Myth: Saturated fats are bad for your heart. Saturated fats, like those found in avocados, coconut oil, and grass-fed meat, are actually heart-healthy. These fats are necessary for absorbing minerals and vitamins, building hormones and cells, and more. It's also a myth that eating eggs are bad for your cholesterol. This isn't supported by good evidence. In fact, pasture-raised organic eggs are full of protein, amino acids, and vitamins. Eggs are one of the most nutritious foods available. Eat the yolks, folks! 

Myth: Everyone should eat a diet that includes whole grains. While there are plenty of guidelines, not everyone should eat the exact same way. This is especially true with grains. Studies have shown that a grain-free or carbohydrate-restricted diet is very safe and effective for weight loss. Since carbohydrates tend to elevate blood sugar, people with diabetes also do not need to eat grains. On the other hand, people who are very physically active may need to eat grains to support their activity level. It all depends on individual factors and goals. The truth is, most people do not need to eat whole grains in order to stay healthy, and would most likely be healthier without them. The average person really doesn't need to eat many carbohydrates. They can get enough plant-based nutrients by eating lots of vegetables and maybe some fruit.

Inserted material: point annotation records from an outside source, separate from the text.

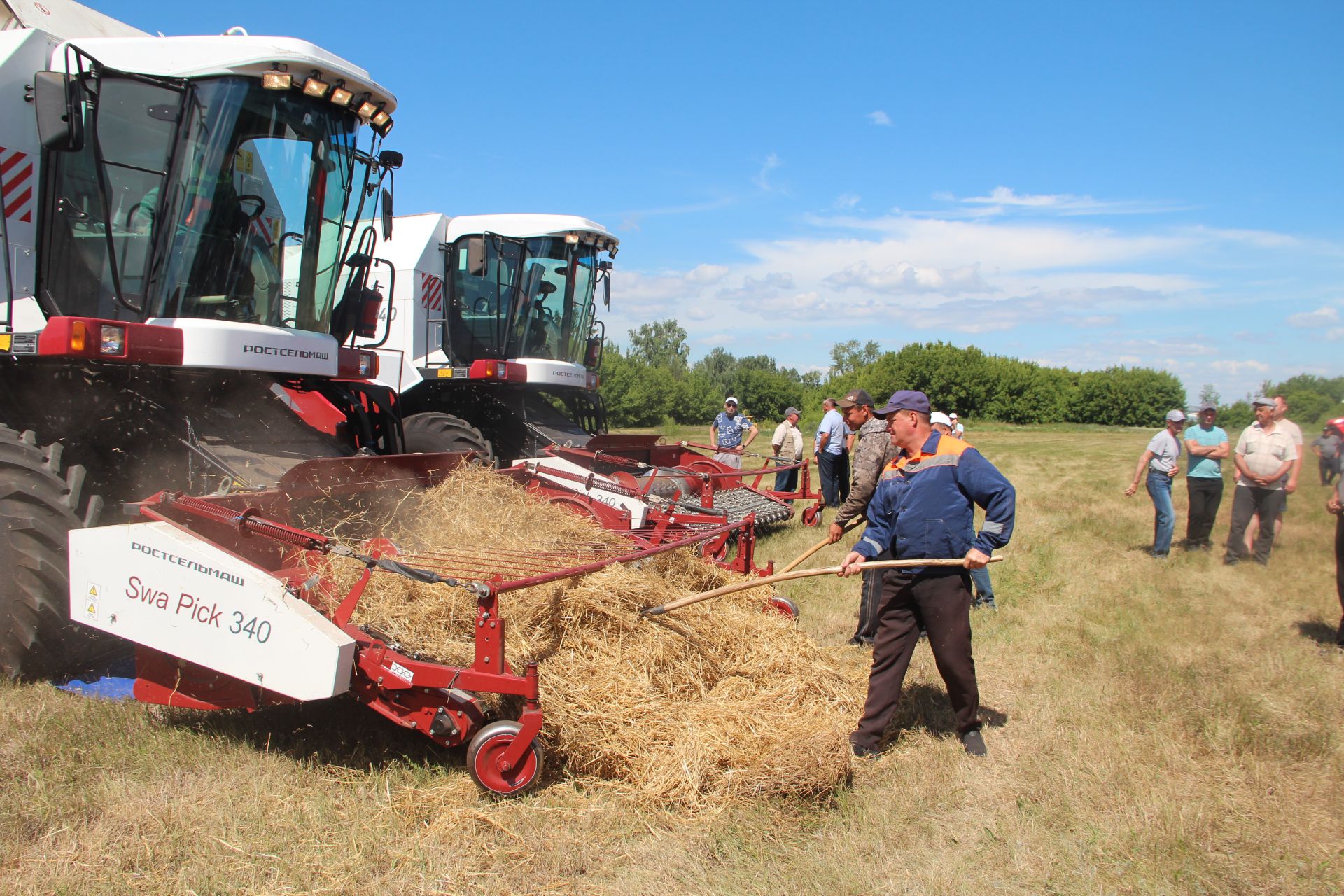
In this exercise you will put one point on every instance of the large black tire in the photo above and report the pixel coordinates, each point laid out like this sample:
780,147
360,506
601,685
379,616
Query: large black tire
435,431
39,504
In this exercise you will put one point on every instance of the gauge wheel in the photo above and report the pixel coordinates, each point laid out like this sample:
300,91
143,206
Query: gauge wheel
487,751
39,503
436,431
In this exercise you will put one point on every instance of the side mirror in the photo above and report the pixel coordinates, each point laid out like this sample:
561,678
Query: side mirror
55,97
476,257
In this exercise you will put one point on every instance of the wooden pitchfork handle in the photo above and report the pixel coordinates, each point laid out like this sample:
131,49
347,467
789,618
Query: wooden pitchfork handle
822,545
799,574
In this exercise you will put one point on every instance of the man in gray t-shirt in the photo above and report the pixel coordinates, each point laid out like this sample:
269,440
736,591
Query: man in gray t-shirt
1160,463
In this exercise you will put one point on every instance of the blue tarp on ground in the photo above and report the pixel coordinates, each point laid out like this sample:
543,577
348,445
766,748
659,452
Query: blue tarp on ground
113,682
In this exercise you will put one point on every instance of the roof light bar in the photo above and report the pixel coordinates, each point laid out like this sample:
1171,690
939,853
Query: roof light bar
277,80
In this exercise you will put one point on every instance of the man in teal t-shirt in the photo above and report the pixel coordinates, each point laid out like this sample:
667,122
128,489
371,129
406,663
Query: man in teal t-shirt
1206,445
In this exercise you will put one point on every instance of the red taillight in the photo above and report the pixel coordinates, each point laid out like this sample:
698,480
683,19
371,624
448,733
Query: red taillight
507,371
111,340
355,365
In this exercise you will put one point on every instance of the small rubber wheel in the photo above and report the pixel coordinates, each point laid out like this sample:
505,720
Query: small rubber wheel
488,748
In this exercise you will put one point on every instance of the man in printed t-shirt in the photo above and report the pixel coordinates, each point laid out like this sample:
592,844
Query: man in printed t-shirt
1160,461
1206,447
726,434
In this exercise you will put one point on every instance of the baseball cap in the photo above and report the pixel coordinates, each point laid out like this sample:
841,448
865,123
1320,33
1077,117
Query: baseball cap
905,400
857,397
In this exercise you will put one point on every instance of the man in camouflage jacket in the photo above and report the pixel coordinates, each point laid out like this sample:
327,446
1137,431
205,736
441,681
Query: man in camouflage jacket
873,451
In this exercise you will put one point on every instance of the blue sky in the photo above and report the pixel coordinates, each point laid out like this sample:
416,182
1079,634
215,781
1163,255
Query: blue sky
1079,184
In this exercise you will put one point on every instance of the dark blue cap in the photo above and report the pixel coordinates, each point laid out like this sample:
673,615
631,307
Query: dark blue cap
905,400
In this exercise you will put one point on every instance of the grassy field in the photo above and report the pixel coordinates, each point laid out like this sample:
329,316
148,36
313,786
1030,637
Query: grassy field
1155,727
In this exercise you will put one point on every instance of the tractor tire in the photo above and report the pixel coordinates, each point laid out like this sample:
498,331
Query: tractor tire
39,504
435,431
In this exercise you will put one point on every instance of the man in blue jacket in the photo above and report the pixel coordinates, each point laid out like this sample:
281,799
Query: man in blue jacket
924,508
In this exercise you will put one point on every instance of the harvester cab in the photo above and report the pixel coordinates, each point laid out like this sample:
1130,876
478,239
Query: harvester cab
492,337
178,216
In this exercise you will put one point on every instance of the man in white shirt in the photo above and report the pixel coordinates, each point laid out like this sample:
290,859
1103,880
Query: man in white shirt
1294,431
1265,460
787,445
1160,463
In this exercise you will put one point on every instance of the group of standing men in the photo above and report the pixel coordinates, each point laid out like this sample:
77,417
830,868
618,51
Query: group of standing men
1268,458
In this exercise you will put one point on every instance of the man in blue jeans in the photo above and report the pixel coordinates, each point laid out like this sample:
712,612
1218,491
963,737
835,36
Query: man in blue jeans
1160,463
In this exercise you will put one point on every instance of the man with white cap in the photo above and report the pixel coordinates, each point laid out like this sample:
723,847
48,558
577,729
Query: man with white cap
726,434
1160,461
1266,458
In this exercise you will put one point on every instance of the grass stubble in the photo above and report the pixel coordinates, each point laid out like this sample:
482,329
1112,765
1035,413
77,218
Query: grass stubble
1155,727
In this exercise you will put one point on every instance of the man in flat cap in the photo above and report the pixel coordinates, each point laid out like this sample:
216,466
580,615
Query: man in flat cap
925,508
873,450
1161,461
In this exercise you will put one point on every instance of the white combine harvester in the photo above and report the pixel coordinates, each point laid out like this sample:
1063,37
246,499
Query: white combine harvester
492,339
178,216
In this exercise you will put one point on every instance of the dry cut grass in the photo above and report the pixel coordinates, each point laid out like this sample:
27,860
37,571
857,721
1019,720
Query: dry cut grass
1154,729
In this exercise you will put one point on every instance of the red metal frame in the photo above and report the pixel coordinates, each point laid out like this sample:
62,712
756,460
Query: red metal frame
438,700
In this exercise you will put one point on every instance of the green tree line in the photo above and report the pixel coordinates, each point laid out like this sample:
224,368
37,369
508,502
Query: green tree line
651,382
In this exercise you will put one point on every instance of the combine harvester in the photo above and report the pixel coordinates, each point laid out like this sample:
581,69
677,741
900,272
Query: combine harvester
493,346
178,213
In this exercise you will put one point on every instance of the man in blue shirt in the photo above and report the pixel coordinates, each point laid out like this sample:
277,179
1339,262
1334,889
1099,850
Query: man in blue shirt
1206,447
726,434
832,463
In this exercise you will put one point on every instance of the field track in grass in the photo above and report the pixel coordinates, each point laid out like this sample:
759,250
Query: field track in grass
1154,727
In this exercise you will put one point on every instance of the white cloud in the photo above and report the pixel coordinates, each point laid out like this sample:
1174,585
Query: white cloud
762,179
1323,316
905,277
1003,198
1233,368
765,286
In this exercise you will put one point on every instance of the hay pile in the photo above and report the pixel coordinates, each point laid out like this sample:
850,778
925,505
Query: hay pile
713,701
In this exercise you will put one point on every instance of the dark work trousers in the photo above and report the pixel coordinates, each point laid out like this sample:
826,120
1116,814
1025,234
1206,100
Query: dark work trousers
1339,574
870,596
834,470
941,601
1250,501
1206,495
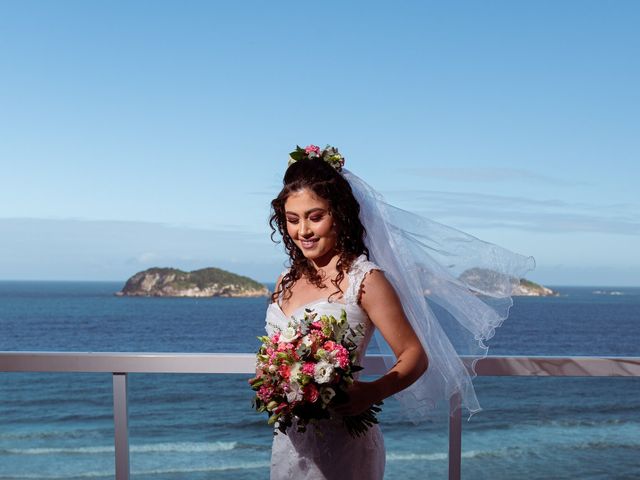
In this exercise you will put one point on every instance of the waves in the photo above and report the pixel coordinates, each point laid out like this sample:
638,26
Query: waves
171,447
149,472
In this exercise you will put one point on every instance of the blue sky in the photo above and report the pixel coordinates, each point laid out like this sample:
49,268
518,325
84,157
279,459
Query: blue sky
140,134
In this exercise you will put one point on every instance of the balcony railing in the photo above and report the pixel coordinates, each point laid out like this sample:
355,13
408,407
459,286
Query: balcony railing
121,364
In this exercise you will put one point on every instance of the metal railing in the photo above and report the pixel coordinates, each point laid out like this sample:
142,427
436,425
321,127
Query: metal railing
121,364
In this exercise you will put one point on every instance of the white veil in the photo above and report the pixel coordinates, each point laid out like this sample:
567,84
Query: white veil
455,290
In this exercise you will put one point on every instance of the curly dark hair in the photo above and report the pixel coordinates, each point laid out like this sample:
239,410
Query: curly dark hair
322,179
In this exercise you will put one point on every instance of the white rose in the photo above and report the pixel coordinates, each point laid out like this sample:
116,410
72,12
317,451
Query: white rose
294,371
295,392
289,334
323,372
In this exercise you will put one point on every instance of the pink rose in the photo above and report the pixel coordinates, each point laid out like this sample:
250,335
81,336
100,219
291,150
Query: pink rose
312,148
284,371
308,368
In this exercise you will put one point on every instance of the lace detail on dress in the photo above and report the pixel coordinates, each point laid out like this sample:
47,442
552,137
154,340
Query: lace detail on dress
359,269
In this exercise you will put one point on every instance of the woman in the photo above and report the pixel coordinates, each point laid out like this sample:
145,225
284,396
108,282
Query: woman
320,214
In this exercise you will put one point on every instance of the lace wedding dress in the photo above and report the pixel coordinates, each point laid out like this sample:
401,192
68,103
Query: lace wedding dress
331,453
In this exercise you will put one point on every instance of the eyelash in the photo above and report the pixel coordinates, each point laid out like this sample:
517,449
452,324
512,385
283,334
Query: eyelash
313,219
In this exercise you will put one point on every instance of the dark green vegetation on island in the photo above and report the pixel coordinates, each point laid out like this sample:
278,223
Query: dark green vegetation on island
482,279
206,282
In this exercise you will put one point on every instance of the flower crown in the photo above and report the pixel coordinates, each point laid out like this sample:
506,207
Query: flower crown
329,154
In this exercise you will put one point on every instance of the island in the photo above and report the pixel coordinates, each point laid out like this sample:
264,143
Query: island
482,279
206,282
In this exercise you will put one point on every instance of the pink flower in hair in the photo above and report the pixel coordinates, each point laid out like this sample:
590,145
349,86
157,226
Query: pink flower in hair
312,148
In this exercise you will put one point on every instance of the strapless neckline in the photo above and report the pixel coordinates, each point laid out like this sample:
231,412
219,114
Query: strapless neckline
318,301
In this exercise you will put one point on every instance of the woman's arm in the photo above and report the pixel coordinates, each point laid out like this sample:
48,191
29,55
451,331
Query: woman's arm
381,302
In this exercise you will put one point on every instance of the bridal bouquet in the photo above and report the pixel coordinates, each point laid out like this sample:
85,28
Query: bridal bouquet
306,368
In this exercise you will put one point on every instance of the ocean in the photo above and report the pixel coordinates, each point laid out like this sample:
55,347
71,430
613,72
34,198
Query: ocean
60,426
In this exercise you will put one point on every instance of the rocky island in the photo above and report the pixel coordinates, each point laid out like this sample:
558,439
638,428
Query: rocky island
487,280
206,282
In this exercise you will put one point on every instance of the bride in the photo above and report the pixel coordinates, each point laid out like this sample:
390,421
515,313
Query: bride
334,227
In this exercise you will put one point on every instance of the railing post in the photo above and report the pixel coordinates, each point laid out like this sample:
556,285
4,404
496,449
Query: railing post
121,424
455,436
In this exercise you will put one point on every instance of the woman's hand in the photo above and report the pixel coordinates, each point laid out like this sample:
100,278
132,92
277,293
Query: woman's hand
361,396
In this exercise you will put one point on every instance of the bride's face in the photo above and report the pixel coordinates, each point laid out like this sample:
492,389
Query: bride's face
311,226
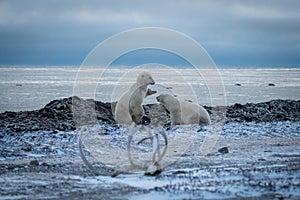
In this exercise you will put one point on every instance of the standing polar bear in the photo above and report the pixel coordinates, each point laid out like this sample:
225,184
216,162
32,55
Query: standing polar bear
129,107
183,112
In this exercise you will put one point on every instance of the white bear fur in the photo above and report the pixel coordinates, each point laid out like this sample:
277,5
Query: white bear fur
183,112
131,101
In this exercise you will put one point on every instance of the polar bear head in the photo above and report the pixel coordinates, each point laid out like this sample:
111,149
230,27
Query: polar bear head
170,102
145,78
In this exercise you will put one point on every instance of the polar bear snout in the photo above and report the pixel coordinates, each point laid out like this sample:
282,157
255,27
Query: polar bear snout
158,99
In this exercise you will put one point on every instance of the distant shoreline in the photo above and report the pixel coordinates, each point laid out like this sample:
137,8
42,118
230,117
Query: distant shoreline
130,67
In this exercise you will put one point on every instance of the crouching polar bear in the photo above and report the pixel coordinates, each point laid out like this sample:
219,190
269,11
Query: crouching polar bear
183,112
129,107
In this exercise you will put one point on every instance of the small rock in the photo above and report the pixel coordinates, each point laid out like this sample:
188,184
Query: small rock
223,150
34,162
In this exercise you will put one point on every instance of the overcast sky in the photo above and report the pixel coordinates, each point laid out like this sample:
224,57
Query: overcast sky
234,33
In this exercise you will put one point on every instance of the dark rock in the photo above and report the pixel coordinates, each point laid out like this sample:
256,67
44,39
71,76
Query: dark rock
223,150
34,162
65,114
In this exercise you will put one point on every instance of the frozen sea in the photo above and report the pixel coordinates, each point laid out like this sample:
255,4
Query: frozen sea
30,88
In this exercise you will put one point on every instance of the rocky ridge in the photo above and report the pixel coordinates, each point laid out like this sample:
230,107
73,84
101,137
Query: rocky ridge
58,114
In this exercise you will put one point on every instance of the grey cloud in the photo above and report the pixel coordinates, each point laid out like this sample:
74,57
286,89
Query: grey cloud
222,26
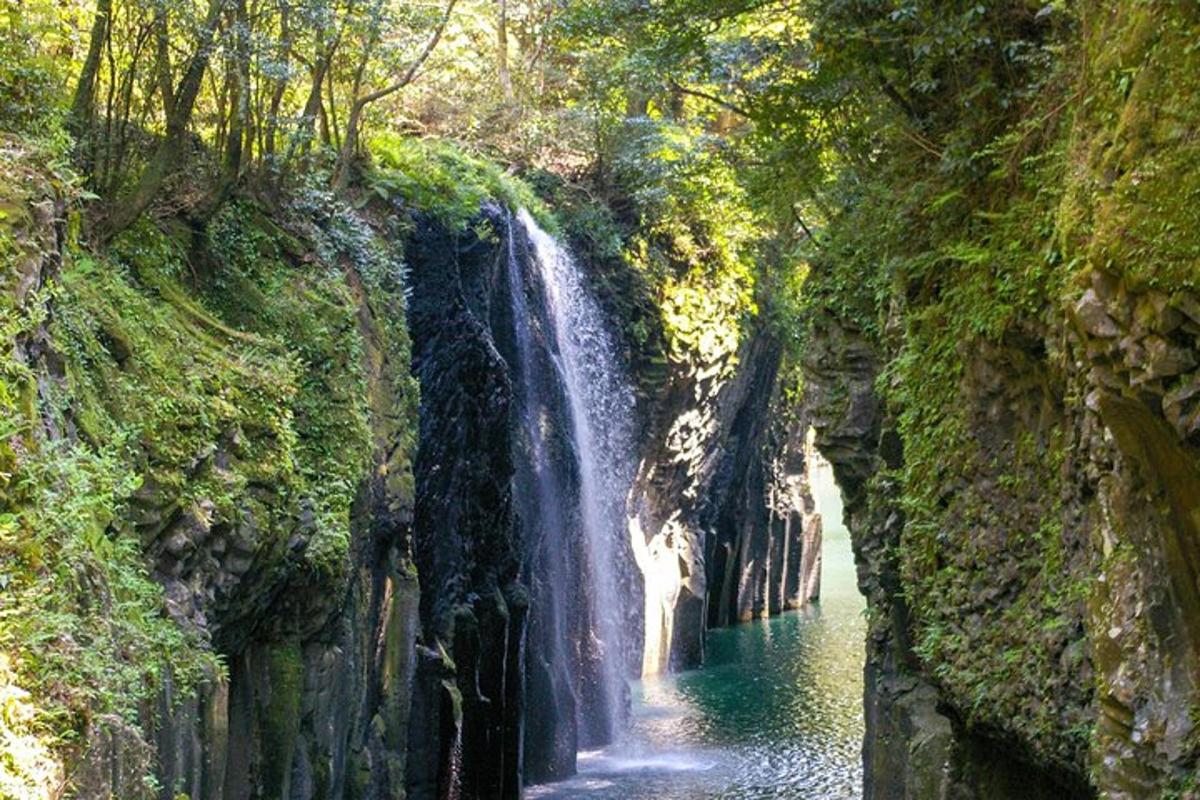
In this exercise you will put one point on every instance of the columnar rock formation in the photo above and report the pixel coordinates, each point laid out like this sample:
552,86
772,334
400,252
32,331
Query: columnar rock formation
720,515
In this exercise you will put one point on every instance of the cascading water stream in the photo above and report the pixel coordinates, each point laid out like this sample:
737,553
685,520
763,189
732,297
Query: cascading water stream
598,405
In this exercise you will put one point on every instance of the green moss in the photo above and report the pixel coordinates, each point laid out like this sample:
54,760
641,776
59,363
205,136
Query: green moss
1133,206
441,178
281,715
241,377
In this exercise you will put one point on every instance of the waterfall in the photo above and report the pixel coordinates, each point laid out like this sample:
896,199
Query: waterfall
576,417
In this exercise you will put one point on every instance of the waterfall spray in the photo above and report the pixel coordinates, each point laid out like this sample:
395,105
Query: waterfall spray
599,404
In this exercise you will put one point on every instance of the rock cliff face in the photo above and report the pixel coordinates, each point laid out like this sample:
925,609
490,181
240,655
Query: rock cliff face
721,516
311,605
1032,603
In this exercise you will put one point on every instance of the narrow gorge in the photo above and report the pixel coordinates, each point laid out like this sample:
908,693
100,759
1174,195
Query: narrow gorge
600,400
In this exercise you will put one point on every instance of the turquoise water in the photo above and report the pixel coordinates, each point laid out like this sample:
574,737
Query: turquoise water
774,713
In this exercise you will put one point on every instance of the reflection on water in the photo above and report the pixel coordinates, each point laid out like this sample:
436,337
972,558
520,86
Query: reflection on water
774,713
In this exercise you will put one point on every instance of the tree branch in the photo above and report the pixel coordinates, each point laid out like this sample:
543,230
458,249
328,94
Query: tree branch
713,98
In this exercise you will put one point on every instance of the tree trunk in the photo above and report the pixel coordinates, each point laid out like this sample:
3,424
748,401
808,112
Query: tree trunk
502,50
82,106
167,156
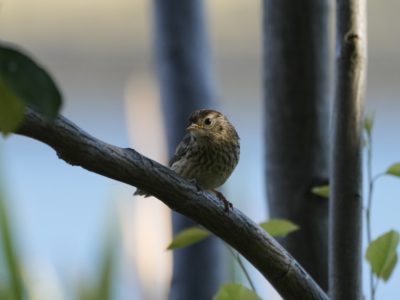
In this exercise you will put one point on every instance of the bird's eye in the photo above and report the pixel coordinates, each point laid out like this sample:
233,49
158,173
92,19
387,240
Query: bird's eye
207,121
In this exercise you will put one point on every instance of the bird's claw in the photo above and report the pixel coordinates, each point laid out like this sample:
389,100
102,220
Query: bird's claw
228,205
198,187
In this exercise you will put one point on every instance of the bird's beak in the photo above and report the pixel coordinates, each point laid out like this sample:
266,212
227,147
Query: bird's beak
193,127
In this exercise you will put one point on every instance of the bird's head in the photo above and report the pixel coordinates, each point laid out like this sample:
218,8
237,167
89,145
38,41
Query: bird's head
207,123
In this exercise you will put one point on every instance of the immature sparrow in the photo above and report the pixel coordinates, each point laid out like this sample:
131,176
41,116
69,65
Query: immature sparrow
208,153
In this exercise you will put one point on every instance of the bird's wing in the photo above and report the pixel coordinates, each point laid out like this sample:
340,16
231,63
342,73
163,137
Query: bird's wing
182,148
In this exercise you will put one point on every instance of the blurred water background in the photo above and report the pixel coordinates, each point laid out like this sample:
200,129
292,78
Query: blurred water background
100,53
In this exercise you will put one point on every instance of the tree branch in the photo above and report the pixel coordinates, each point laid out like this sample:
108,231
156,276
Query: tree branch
346,177
126,165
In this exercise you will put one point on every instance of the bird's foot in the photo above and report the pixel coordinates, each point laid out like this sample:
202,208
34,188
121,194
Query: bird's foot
194,181
228,205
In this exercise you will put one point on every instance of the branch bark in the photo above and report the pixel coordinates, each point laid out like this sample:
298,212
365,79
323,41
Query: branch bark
126,165
186,82
346,177
298,65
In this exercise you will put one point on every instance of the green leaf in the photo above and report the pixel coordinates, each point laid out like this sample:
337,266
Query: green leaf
234,291
369,123
279,227
11,109
8,248
188,237
29,81
394,170
381,254
321,190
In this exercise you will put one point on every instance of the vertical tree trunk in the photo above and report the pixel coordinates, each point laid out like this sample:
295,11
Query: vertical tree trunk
346,179
297,68
186,78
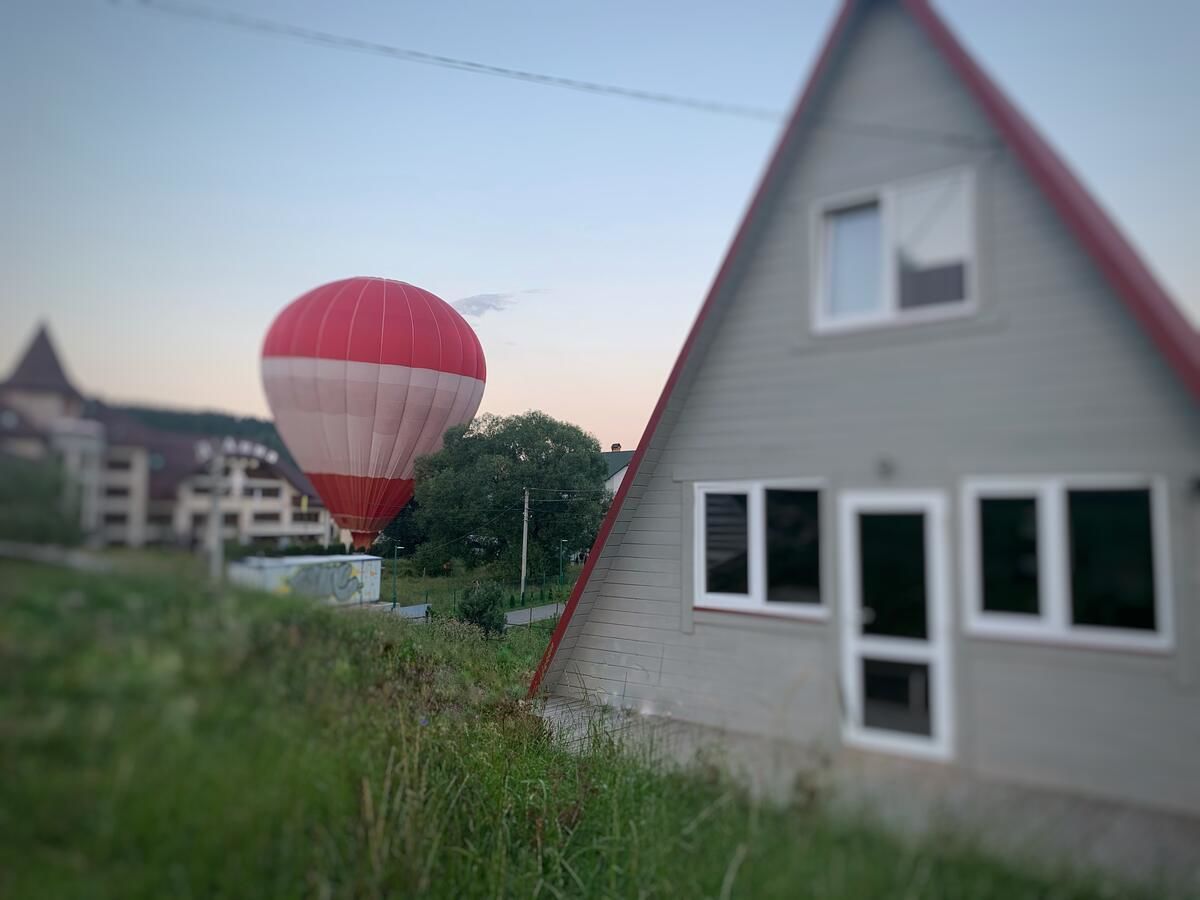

Myth: To lose weight, you need to burn more calories than you eat. It's not as simple as eat less, exercise more. The type and quality of your food is more important. When you eat carbohydrates, you tend to store body fat. When you eat protein and fat, you tend to burn body fat. So instead of counting calories and doing tons of cardio, a person trying to lose weight is more likely to succeed by eating more protein and healthy fats. It's especially important to eat enough so that the body doesn't go into starvation mode, which can actually cause the body to store fat. 

Myth: Honey, agave, and "raw" sugar are healthier than table sugar and high fructose corn syrup. All forms of sugar (including fruit) are carbohydrates. Once inside your body, they get broken down the same way. Sugary food spikes your blood sugar and can lead to problems with insulin, an important hormone. Eventually, too much sugar and carbohydrates in the diet can lead to diabetes. But beware: "calorie-free" sweeteners aren't really a healthy alternative, even for people who are diabetic. Artificial sweeteners have been shown to increase hunger and sweet cravings, and may lead to over-eating. 

It's tough to eat healthy. Misinformation is everywhere. But as far as I'm concerned, you can't go wrong with the basics, supported by science: lean protein, vegetables, and healthy fats. If these make up the bulk of your diet, you're doing just fine.